I had a call with AWS Support and showed them the issue. We manually deleted the endpoint, the endpoint configuration and the model.

Then we did the following via the aws sagemaker console manually:

  1. Create model from .tar.giz file on S3 || Amazon SageMaker → Models → Create model
    1.1 Make sure assigned IAM Role has AmazonSageMakerFullAccess IAM policy attached.
    1.2 Select “Provide model artifacts and inference image location”
    1.3 Select “Use a single model”
    1.4 Location of inference code image. We used a CPU-only pre-defined HF AWS Image for inference. Replace the region with eu-west-1, like 763104351884.dkr.ecr.eu-west-1.amazonaws.com/huggingface-pytorch-inference:1.9.1-transformers4.12.3-cpu-py38-ubuntu20.04
    1.5 Location of model artifacts: Copy S3 URI to the .tar.gz.
    1.6 We left all other settings untouched and saved the model.

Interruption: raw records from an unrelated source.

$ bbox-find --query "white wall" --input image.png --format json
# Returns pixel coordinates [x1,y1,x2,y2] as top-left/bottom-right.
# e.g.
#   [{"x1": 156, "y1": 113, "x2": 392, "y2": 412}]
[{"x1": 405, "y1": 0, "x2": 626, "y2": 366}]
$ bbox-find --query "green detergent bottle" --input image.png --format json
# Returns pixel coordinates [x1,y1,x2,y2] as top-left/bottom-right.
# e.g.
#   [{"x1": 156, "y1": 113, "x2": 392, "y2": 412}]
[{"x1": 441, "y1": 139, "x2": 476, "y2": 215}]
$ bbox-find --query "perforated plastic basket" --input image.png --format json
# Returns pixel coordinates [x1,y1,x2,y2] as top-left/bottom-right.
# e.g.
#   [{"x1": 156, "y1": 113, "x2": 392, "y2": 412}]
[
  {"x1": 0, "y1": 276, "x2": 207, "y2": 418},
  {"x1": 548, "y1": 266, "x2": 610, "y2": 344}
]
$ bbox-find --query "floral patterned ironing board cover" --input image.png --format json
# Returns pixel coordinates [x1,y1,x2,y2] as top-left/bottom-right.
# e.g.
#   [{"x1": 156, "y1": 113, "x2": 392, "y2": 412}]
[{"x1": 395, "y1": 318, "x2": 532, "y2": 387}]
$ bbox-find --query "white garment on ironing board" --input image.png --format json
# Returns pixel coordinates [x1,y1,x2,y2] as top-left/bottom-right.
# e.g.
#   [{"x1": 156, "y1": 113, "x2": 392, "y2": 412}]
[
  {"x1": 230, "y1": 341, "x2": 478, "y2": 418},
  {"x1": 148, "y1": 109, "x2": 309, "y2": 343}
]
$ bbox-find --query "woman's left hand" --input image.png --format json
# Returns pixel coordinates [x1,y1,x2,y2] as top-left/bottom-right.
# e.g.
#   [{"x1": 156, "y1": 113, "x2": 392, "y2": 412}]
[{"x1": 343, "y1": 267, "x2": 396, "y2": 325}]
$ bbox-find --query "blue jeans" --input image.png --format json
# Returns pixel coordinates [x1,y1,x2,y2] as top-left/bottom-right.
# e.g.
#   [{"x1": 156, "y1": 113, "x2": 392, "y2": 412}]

  2. Create endpoint configuration || Amazon SageMaker → Endpoint configuration → Create endpoint configuration
    2.1 Type of endpoint: Serverless
    2.1 Production variants → Click “Add Model”, select the model you created during step 1 and save.
    2.2 Back in the main setup, click “Edit” next to the selected model and assing 6GB of Memory Size to the model (I also set Max Concurrency to 1 but not sure about that), hit save
    2.3 Save the endpoint config by clicking “Create endpoint configuration”

  3. Create endpoint || Amazon SageMaker → Endpoints → Create and configure endpoint
    3.1 Name the endpoint
    3.2 Select “Use an existing endpoint configuration”
    3.3 Select the endpoint configuration and click “Select endpoint configuration”
    3.3 Click “Create endpoint”

It will take a few minutes to create the endpoint. After that you can open the endpoint and copy the invocation url which looks like https://runtime.sagemaker.eu-west-1.amazonaws.com/endpoints/endpoint-name/invocations. Then you can send POST requests to the endpoint. The body of the requests has the format {"inputs":"Your Text"} and the endpoint will return something like:

[
    {
        "label": "LABEL_27",
        "score": 0.7524298429489136
    }
]

Hope that helps!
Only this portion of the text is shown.